Every child is unique.  Therefore, every CASA case is unique.  A typical case would involve a parent who loves his/her child/ren but the family's circumstances have lead to court involvement.  Sometimes the parent is struggling with substance abuse.  Sometimes poor decision making involves criminal activity and the parent is incarcerated. 

The following story details an actual Mahoning County CASA case.  For confidentiality reasons, the mother's name has been changed.

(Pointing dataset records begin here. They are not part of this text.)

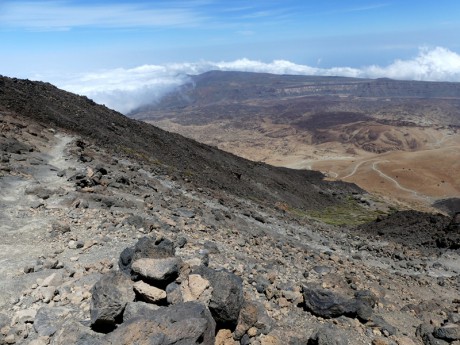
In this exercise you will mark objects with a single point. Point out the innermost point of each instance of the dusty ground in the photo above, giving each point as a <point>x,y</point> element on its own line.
<point>411,177</point>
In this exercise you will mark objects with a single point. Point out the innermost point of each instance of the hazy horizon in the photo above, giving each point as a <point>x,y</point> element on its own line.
<point>126,53</point>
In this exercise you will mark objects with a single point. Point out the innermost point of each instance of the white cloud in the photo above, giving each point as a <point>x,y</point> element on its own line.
<point>125,89</point>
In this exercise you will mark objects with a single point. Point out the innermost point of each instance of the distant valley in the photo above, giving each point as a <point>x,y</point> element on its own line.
<point>398,139</point>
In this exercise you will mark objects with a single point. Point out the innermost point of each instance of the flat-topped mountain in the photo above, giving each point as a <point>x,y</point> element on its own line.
<point>116,232</point>
<point>397,138</point>
<point>202,165</point>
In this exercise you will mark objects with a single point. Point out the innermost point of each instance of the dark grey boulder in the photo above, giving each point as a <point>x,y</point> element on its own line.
<point>173,294</point>
<point>328,304</point>
<point>73,332</point>
<point>227,295</point>
<point>328,335</point>
<point>449,332</point>
<point>109,297</point>
<point>253,314</point>
<point>158,271</point>
<point>181,324</point>
<point>425,332</point>
<point>139,309</point>
<point>145,247</point>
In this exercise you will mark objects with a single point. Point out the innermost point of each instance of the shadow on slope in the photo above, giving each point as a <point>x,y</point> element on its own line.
<point>182,158</point>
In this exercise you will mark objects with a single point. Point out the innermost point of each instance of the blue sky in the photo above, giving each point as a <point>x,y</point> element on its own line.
<point>68,42</point>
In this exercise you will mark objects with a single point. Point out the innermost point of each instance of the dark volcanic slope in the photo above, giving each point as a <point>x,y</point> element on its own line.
<point>243,98</point>
<point>182,158</point>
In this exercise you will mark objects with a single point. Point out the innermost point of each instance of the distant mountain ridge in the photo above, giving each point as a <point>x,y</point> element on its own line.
<point>184,159</point>
<point>345,127</point>
<point>219,86</point>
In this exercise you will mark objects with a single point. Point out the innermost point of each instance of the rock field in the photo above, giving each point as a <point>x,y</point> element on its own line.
<point>101,248</point>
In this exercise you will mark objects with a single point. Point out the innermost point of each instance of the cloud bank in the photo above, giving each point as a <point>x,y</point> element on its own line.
<point>126,89</point>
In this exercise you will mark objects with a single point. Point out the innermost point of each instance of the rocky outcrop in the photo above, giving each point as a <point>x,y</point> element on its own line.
<point>109,298</point>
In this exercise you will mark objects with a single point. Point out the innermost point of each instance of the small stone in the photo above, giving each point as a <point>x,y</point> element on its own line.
<point>149,293</point>
<point>252,332</point>
<point>164,269</point>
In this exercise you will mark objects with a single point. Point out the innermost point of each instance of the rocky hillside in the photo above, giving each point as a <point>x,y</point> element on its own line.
<point>105,245</point>
<point>339,126</point>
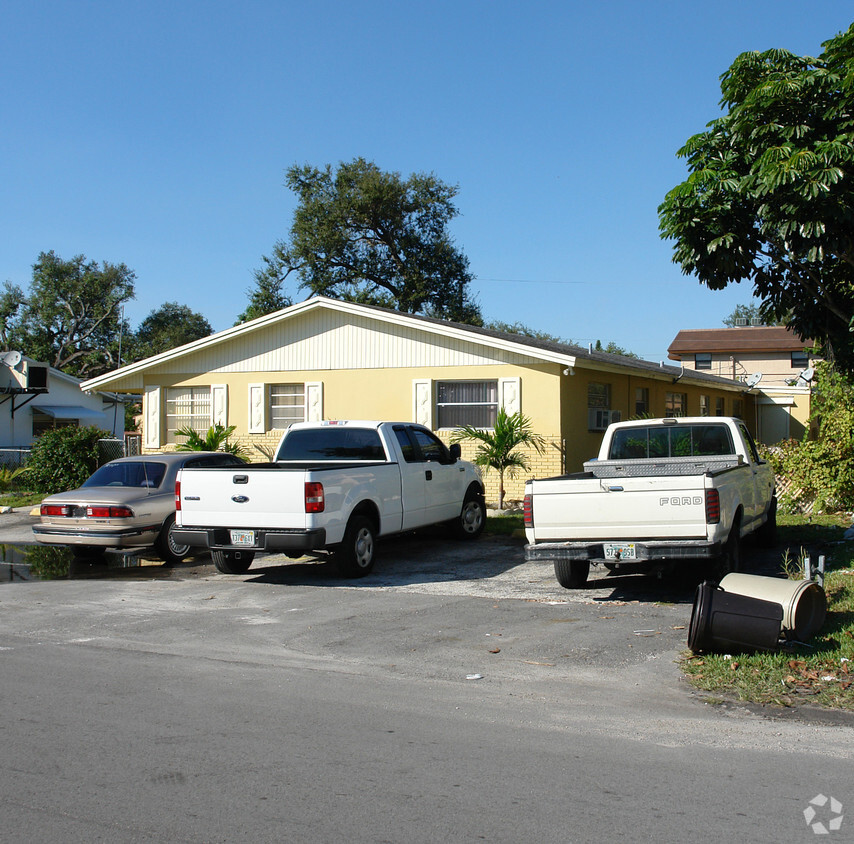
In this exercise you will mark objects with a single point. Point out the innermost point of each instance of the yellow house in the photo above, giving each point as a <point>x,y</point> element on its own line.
<point>327,359</point>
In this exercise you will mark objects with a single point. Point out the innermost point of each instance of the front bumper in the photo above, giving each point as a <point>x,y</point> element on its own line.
<point>654,549</point>
<point>266,539</point>
<point>112,538</point>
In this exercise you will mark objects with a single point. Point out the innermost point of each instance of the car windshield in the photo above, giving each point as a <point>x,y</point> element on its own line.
<point>141,473</point>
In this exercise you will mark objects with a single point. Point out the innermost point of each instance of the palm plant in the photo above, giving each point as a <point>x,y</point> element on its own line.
<point>500,448</point>
<point>216,439</point>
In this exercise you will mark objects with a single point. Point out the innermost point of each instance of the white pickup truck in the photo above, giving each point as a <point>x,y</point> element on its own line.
<point>660,491</point>
<point>333,486</point>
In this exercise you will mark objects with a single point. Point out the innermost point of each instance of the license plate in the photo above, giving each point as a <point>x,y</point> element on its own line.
<point>613,551</point>
<point>243,537</point>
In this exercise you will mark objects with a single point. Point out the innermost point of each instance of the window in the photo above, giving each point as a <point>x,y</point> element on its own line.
<point>800,360</point>
<point>43,422</point>
<point>187,407</point>
<point>671,441</point>
<point>598,406</point>
<point>287,405</point>
<point>472,403</point>
<point>675,404</point>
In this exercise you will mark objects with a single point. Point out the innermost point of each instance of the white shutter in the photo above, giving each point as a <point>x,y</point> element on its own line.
<point>151,417</point>
<point>314,401</point>
<point>422,402</point>
<point>510,394</point>
<point>219,404</point>
<point>257,415</point>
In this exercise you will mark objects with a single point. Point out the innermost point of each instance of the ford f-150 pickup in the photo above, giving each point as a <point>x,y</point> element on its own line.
<point>332,486</point>
<point>660,491</point>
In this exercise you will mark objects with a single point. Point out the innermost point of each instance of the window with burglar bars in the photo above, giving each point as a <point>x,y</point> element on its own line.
<point>287,404</point>
<point>187,407</point>
<point>472,403</point>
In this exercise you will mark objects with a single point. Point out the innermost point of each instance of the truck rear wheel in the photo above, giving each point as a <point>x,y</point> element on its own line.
<point>572,574</point>
<point>470,523</point>
<point>232,562</point>
<point>355,556</point>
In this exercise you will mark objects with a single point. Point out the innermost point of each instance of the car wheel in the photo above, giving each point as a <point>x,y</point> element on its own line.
<point>170,551</point>
<point>232,562</point>
<point>355,556</point>
<point>572,574</point>
<point>470,523</point>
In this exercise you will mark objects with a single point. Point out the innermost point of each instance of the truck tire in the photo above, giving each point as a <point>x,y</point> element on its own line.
<point>167,548</point>
<point>472,519</point>
<point>572,574</point>
<point>232,562</point>
<point>355,555</point>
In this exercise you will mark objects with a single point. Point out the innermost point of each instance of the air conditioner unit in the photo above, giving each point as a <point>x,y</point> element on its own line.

A young mother with four small girls was living in a modest home in Youngstown.  The mom, Jenny, grew up in a middle class neighborhood with well educated, loving parents.  During Jenny's teen years, she began smoking marijuana and drinking alcohol.  She became sexually active and became a mom at 17 years of age.  She began abusing cocaine and by the time she was 25, she had three more children and was using heroin.  Occasionally she would get a job and try to stay clean, but it never lasted.   Her parents helped her financially for the sake of their grandchildren.   The father of the children was also abusing drugs and was homeless.

As the heroin took over her life, she began stealing to support her habit.  One day she and her live-in  boyfriend got into a physical altercation and she called the police.  When the police arrived, they found the four little girls living in a home littered with used syringes and empty bags of heroin.

Jenny went to jail.   Children Services was called to care for the children.     The children admitted that while they were living with Jenny they were hungry and would ask the neighbors for food.  Sometimes Jenny and her boyfriend would lock them in the basement while they used drugs.  In spite of all that, the girls missed their mom and wanted to be with her.

When Children Services and the juvenile court became involved with the family, a CASA volunteer was appointed.  She read the Children Services files, the court files and the police records.  She met the children, Jenny and the girls' father.  In order for Jenny to get custody of the children, she had to prove that she could get clean and maintain a drug-free lifestyle.  The CASA volunteer stayed in contact with the children and the parents to monitor the situation.   Eventually, Jenny was able to get clean and prove that she could stay that way.   She got a job and was able to take care of herself.  When Jenny was able to care for herself and her children, the CASA volunteer recommended that she regain custody of the girls.  It would be in the girls' best interest to go home to live with their mother. The volunteer presented a written recommendation to the magistrate in a juvenile court hearing and the magistrate granted custody to Jenny.